Brent Consolidates Above $80/bbl
Brent crude futures maintained their strength above the $80/bbl handle this week, amid supply tightness fears following the Biden administration’s sweeping sanctions targeting the Russian oil industry. As of 13:00 GMT (time of writing), Mar’25 Brent traded around $81/bbl. In this review, we will discuss the following factors that affected crude oil prices this week:
- Sanctions Pressure from the US
- Bullish Physical Crude Oil Markets
- Israel-Hamas Ceasefire
The prospect of tougher sanctions on Russia and Iran continues to fuel bullish sentiment in the oil market. Amid supply tightness fears, money managers have quickly rebuilt long positions and liquidated short positions, with the long:short ratio in Brent at the highest level since May 2024. Also, net positioning has risen in seven of the last eight weeks. During his Senate confirmation hearing on Thursday, Scott Bessent, Trump’s nominee for Treasury secretary, said he would support stronger sanctions on Russia’s oil sector, including its majors. Notably, recent sanctions have avoided targeting state-owned Rosneft, which accounts for 40% of Russia’s crude exports. As Trump intends to facilitate a Russia-Ukraine diplomatic accord, easing sanctions could be used as a negotiating tool. However, pressure against Iran and Venezuela could be ramped up. Following recent developments, the outlook for crude has become less bearish, but uncertainties linger ahead of Trump’s inauguration and whether OPEC will respond.

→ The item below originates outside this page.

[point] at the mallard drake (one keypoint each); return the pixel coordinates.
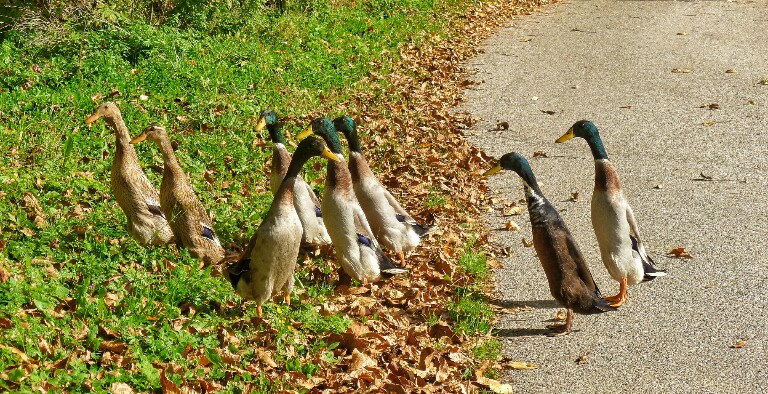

Prompt physical differentials have strengthened significantly following the tighter sanctions on Russia. With less available oil cargos, freight costs have rallied, with the TD3C, the rate for a VLCC from the Middle East to China, rising by 50% w/w in the prompt. In line with this, Middle Eastern crude differentials surged as Chinese and Indian refiners sought alternative fuel supplies to substitute Russian medium sour crude. The increased competition for Middle Eastern crude oil has raised procurement costs for other Asian refiners, including those from Japan and South Korea. The Dubai crude physical premium (difference between the prompt physical Dubai price and M2 Dubai swap) rose significantly above $5/bbl on 17 Jan, up from just under $1/bbl a month ago. Intense buying of Dubai crude paper swaps has pressured the front-month Brent/Dubai below -$1/bbl as it nears all-time lows. Brent spreads rallied to a 15-month high; the steepening backwardation indicates expectations of a tight physical market, as both the Mar/Apr and Apr/May spreads are trading above $1/bbl. This has supported the Dated Brent market, and as Brent becomes increasingly discounted against Dubai, Atlantic Basin light sweet crude will be more attractive for Asian refiners and could further reinforce tightness and higher premiums in the North Sea.

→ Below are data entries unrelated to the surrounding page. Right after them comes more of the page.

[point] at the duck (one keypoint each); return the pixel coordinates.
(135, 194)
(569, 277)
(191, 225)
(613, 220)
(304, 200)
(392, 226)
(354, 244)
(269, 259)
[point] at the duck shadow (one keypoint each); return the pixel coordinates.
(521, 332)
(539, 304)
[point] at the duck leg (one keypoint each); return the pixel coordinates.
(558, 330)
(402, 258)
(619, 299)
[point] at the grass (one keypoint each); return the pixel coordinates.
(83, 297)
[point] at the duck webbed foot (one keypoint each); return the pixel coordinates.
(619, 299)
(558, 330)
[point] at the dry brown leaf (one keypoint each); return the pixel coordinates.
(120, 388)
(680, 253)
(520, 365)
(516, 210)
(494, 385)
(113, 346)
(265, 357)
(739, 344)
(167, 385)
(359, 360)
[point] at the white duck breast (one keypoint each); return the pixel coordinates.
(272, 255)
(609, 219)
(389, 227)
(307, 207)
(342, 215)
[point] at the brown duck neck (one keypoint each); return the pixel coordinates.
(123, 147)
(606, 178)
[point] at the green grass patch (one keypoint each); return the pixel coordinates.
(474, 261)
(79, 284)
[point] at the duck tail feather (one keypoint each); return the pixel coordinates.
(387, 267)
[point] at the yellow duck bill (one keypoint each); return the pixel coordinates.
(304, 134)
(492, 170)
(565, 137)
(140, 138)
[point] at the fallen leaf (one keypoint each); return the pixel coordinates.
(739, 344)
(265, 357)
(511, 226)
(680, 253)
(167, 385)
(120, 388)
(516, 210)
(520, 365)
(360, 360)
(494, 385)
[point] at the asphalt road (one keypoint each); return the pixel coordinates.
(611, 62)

Finally, the Israel-Hamas ceasefire was a significant development this week. Although this garnered no meaningful bearish reaction from the market, the upside to crude oil prices was likely capped. The Houthi rebels are expected to halt their Red Sea attacks if the ceasefire is properly implemented. This could result in the Suez Canal operating at full capacity again, leading to lower freight rates and helping offset the impact of Russian sanctions on shipping costs. However, the ceasefire remains highly fragile as Israeli strikes on Gaza continue and deep tensions persist, not only between Israel and the Axis of Resistance but also within Israel itself, where Netanyahu faces pressure from the far right. As such, the ceasefire could easily collapse, keeping the Middle East geopolitical risk premium a key driver of oil market dynamics.